Ultimately, we need to entertain the possibility that a disciplined and well-trained scholar can hear a person’s business struggles and reflect “words of wisdom” to keep them from going over an emotional edge. That discovery may not be publishable, but it can influence enrollment decisions, internship opportunities, and donations.

Are you as an academic who participates in governance (yes, as an owner) ready to entertain the notion of a more inclusive model of impact? It takes courageous academic leadership to pose the question “how might a business owner benefit from our discoveries?” It takes colleagues who can appreciate and celebrate that type of work. And it takes adjustments to resource and teaching load allocation systems largely built on counting peer-reviewed publications.

4 comments on “The Impact from Engaging Stakeholder Voice

  1. Rocki-Lee’s commentary and her insights about different forms of impact definitely struck a chord with me. I have been struggling for several years with the question of how, exactly, the stuff we publish in journals has an impact beyond a readout on Google Scholar. The requirements for journal publication in organization studies often seem to be a mix of methodological showiness and trickery to mystify and delight readers, who have been conditioned to prize novelty. Imagine if the discoverers of the mRNA Covid vaccine spent half their time worrying about framing their findings, or whether their contribution to theory were sufficiently novel to satisfy reviewer 2.

    This is especially salient right now. The climate crisis is arriving much faster than we expected, and the only option to maintain a livable world is to rapidly decarbonize the economy. That means changing how business is done at all scales. Business faculty need to be on the front lines of this effort, through our teaching, outreach, and research. 20% of US undergrad degrees are in business, and the MBA is the most popular graduate degree in America. Graduates of these programs need to be trained in actionable insights for decarbonization that they can implement right now. We also need to get the word out through our research and outreach. What works, and what doesn’t? What can we share with enterprises large and small to enable them to decarbonize?

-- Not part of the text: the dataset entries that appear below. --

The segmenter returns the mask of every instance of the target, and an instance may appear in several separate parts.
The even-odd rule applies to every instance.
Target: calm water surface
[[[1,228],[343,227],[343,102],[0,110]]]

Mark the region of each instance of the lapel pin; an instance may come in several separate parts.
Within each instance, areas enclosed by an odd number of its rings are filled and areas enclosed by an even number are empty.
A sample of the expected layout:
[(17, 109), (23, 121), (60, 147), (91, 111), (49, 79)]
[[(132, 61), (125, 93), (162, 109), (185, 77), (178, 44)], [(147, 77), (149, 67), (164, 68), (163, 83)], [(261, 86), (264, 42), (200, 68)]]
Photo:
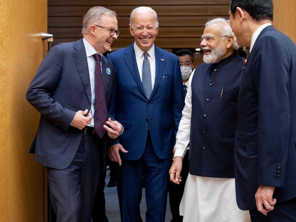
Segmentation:
[(108, 75), (110, 75), (111, 74), (111, 70), (109, 68), (107, 68), (106, 69), (106, 73), (108, 74)]

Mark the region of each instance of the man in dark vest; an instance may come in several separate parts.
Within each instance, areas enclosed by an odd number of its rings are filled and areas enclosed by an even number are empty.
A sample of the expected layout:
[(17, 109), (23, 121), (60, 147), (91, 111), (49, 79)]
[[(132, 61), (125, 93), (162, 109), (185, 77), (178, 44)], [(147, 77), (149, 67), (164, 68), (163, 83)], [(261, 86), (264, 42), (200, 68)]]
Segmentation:
[(189, 78), (170, 179), (182, 181), (183, 158), (189, 149), (189, 174), (180, 207), (183, 221), (247, 222), (248, 212), (236, 204), (234, 163), (244, 60), (234, 52), (239, 46), (226, 20), (215, 19), (205, 26), (200, 44), (205, 62)]

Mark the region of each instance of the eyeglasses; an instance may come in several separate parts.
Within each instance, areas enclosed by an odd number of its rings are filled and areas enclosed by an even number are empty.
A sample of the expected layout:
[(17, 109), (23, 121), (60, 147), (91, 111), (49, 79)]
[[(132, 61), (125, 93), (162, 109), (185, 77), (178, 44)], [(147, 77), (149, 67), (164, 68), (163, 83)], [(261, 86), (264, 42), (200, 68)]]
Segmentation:
[(94, 25), (96, 26), (101, 27), (102, 28), (104, 28), (107, 29), (108, 29), (108, 30), (110, 30), (110, 36), (112, 36), (115, 34), (116, 33), (116, 35), (118, 36), (119, 35), (119, 33), (120, 33), (120, 31), (119, 30), (115, 30), (114, 28), (107, 28), (106, 27), (104, 27), (104, 26), (101, 26), (101, 25), (96, 25), (95, 24), (94, 24)]
[(200, 41), (202, 41), (204, 39), (205, 40), (205, 41), (207, 42), (210, 42), (214, 40), (214, 38), (215, 37), (228, 37), (229, 36), (206, 36), (205, 37), (204, 37), (203, 36), (202, 36), (200, 37)]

    Tenured faculty have a special obligation here. Vanity may favor notching up some additional publications, but species survival urges you to help the decarbonization effort. After all, enabling faculty to do the right thing is what tenure is for.

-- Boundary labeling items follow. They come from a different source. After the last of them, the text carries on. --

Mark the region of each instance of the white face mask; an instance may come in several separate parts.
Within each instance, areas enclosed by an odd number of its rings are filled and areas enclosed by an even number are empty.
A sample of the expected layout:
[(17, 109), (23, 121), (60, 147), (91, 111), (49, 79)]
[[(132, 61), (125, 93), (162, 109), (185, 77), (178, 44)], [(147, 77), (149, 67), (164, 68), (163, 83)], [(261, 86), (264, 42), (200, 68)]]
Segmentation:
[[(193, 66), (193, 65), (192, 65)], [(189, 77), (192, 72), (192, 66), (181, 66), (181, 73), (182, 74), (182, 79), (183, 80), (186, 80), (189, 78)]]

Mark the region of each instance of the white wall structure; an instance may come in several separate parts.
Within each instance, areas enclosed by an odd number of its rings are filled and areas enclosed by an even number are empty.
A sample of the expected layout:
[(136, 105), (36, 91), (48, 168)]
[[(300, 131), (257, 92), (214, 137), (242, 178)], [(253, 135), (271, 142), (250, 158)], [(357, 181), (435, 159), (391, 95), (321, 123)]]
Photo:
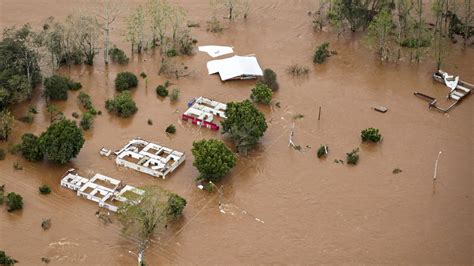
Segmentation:
[(115, 158), (117, 165), (163, 179), (183, 163), (186, 158), (183, 152), (141, 138), (132, 139), (115, 154), (117, 155)]
[[(61, 179), (61, 186), (77, 191), (77, 196), (97, 202), (99, 207), (117, 212), (119, 205), (130, 202), (124, 193), (130, 191), (138, 197), (145, 191), (124, 185), (120, 180), (96, 174), (91, 179), (79, 176), (74, 169), (70, 169)], [(138, 202), (131, 202), (137, 204)]]
[(229, 79), (252, 79), (263, 76), (263, 71), (254, 56), (238, 56), (207, 62), (209, 75), (219, 73), (222, 81)]

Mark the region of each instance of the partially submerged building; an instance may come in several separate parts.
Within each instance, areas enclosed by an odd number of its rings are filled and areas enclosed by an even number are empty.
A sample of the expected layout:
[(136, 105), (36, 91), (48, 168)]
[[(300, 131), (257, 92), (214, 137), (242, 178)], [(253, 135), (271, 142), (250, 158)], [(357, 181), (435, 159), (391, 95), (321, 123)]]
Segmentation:
[(263, 71), (254, 56), (232, 56), (207, 62), (209, 75), (219, 73), (222, 81), (253, 79), (263, 76)]
[(132, 139), (115, 154), (117, 165), (163, 179), (186, 158), (183, 152), (141, 138)]
[(102, 174), (96, 174), (91, 179), (84, 178), (74, 169), (66, 172), (61, 179), (61, 186), (74, 190), (77, 196), (97, 202), (99, 207), (113, 212), (117, 212), (124, 203), (138, 203), (137, 199), (145, 193)]
[(198, 97), (188, 103), (188, 110), (181, 115), (184, 121), (190, 120), (194, 125), (219, 130), (217, 120), (226, 118), (227, 105), (208, 98)]

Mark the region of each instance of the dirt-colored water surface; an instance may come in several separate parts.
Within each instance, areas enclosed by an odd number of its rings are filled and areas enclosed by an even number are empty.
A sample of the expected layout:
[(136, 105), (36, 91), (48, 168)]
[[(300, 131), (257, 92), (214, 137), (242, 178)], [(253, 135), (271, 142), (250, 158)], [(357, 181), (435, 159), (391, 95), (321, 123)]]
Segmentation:
[[(49, 16), (64, 19), (88, 1), (1, 0), (0, 27), (30, 22), (42, 25)], [(135, 2), (135, 1), (134, 1)], [(314, 2), (306, 0), (253, 1), (245, 21), (225, 23), (221, 34), (208, 33), (205, 21), (212, 15), (207, 1), (179, 1), (201, 28), (192, 29), (200, 45), (230, 45), (239, 55), (255, 54), (264, 68), (278, 74), (281, 89), (274, 101), (280, 108), (259, 107), (269, 123), (257, 150), (239, 157), (237, 167), (222, 182), (223, 212), (219, 197), (198, 190), (192, 166), (191, 145), (202, 138), (225, 139), (220, 133), (186, 124), (179, 115), (187, 100), (208, 96), (219, 101), (247, 98), (255, 81), (222, 83), (208, 76), (204, 53), (184, 59), (191, 76), (172, 83), (181, 89), (180, 101), (156, 97), (154, 88), (165, 78), (157, 75), (159, 57), (135, 56), (127, 66), (105, 67), (101, 56), (94, 67), (61, 69), (79, 80), (83, 91), (104, 113), (94, 128), (85, 133), (80, 155), (64, 166), (29, 163), (7, 155), (0, 162), (0, 183), (7, 191), (24, 197), (24, 209), (8, 213), (0, 210), (0, 249), (22, 265), (38, 265), (41, 257), (51, 265), (132, 265), (136, 240), (120, 233), (114, 220), (104, 225), (96, 216), (97, 205), (61, 188), (59, 180), (69, 168), (86, 176), (106, 174), (141, 186), (160, 185), (188, 201), (184, 217), (168, 228), (161, 239), (154, 239), (146, 252), (149, 265), (158, 264), (465, 264), (473, 263), (473, 101), (470, 96), (448, 114), (428, 110), (428, 104), (415, 96), (421, 91), (447, 106), (448, 89), (431, 79), (434, 62), (427, 56), (420, 64), (407, 60), (379, 64), (360, 36), (337, 38), (331, 33), (315, 33), (307, 11)], [(123, 41), (124, 16), (137, 3), (131, 1), (114, 24), (113, 41), (127, 52)], [(313, 66), (316, 45), (331, 43), (332, 56), (325, 64)], [(474, 82), (472, 48), (452, 46), (444, 69)], [(310, 67), (304, 78), (292, 78), (285, 69), (294, 63)], [(104, 101), (114, 95), (113, 80), (120, 71), (137, 75), (146, 72), (133, 97), (139, 111), (130, 119), (109, 115)], [(15, 122), (11, 143), (21, 134), (41, 133), (49, 125), (41, 89), (31, 102), (15, 108), (20, 117), (30, 105), (40, 113), (33, 124)], [(78, 92), (70, 92), (67, 102), (58, 103), (71, 118), (80, 112)], [(387, 106), (381, 114), (371, 109)], [(318, 109), (322, 107), (321, 120)], [(293, 116), (294, 141), (303, 147), (288, 147)], [(153, 125), (147, 125), (147, 119)], [(167, 136), (169, 124), (177, 134)], [(362, 144), (360, 131), (380, 128), (383, 142)], [(166, 180), (116, 167), (113, 160), (99, 156), (103, 146), (117, 149), (130, 138), (142, 138), (186, 152), (187, 161)], [(316, 150), (328, 144), (329, 157), (319, 160)], [(2, 143), (0, 147), (6, 148)], [(359, 147), (355, 167), (335, 163), (346, 152)], [(434, 164), (439, 151), (437, 181)], [(23, 170), (13, 169), (14, 162)], [(403, 170), (392, 174), (394, 168)], [(41, 196), (40, 185), (52, 187)], [(43, 218), (52, 227), (41, 228)]]

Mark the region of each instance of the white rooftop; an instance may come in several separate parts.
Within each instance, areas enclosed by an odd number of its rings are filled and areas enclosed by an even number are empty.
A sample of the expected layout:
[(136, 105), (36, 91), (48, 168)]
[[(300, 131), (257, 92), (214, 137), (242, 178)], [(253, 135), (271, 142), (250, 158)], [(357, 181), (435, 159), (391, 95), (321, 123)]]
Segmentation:
[(238, 56), (207, 62), (209, 75), (219, 73), (221, 80), (263, 76), (263, 71), (253, 56)]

    In my own case, I’ve been trying to channel university resources, including student work, into tools and information that entrepreneurs in Detroit can use to create equitable enterprises for the clean energy transition. Our students have created dozens of how-to guides that break down how to use funding from the Inflation Reduction Act to fund their business, how to find skilled labor to install heat pumps, when installing solar is a good business choice, how to apply to a CDFI, how to get health insurance for their workers… And we’ve done outreach in the community to get the word out. It’s a pretty different kind of impact than what Google Scholar captures, but as Rocki-Lee describes, it’s a lot more inclusive and rewarding.

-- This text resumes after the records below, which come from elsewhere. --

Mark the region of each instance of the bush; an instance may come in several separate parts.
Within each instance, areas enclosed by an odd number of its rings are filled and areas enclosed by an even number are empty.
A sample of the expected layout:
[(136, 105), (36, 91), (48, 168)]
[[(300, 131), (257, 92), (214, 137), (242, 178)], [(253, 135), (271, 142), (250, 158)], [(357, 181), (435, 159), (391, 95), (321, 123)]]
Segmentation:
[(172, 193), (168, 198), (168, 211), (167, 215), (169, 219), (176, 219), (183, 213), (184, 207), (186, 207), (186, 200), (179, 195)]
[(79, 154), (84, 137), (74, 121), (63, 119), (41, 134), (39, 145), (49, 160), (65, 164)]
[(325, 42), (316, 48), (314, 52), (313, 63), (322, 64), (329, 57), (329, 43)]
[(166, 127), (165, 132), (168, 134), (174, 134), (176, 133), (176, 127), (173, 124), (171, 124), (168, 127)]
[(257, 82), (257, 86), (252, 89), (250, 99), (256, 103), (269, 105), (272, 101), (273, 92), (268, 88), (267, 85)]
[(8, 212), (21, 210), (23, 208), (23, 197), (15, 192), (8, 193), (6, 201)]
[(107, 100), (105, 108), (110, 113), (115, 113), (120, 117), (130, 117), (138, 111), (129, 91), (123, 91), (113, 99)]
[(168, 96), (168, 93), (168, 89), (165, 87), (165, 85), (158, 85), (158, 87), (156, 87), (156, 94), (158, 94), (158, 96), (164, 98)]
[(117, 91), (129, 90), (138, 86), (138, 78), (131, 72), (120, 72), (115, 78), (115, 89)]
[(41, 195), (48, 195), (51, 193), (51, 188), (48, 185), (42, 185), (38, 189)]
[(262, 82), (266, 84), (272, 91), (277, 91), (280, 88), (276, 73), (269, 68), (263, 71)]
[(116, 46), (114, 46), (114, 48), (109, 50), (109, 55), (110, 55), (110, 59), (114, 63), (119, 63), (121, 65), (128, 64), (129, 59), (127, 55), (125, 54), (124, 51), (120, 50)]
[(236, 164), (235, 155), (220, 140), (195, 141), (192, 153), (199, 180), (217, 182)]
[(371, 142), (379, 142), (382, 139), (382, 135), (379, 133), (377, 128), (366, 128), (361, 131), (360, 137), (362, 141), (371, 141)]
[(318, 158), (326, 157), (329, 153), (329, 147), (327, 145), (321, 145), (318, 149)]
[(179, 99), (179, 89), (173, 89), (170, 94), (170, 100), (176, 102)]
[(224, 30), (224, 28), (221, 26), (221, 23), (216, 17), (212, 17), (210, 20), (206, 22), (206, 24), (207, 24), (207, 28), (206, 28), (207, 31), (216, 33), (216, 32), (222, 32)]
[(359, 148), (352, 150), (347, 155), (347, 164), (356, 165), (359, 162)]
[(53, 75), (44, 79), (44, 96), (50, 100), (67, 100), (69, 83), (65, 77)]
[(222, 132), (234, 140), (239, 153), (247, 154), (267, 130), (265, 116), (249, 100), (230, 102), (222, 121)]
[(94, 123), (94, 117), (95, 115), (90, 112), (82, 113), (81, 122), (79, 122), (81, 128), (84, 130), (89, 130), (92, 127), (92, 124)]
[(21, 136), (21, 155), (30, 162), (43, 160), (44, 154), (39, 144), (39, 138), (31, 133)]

  2. Rocki, thanks so much for this great post on what it feels like to study how organizations serve stakeholders in real life. In part due to our decades-long conversations on these things, I’ve learned a ton about the ways in which firms and other organizations support stakeholders in actualizing their ambitions, but often at significant personal costs. You’re bringing humanity into business education in ways that are long overdue. Well done!

    • Anita — thanks for the kind words. Please know that your penchant for tackling gnarly issues inspires me to do the same (and take students on the journey).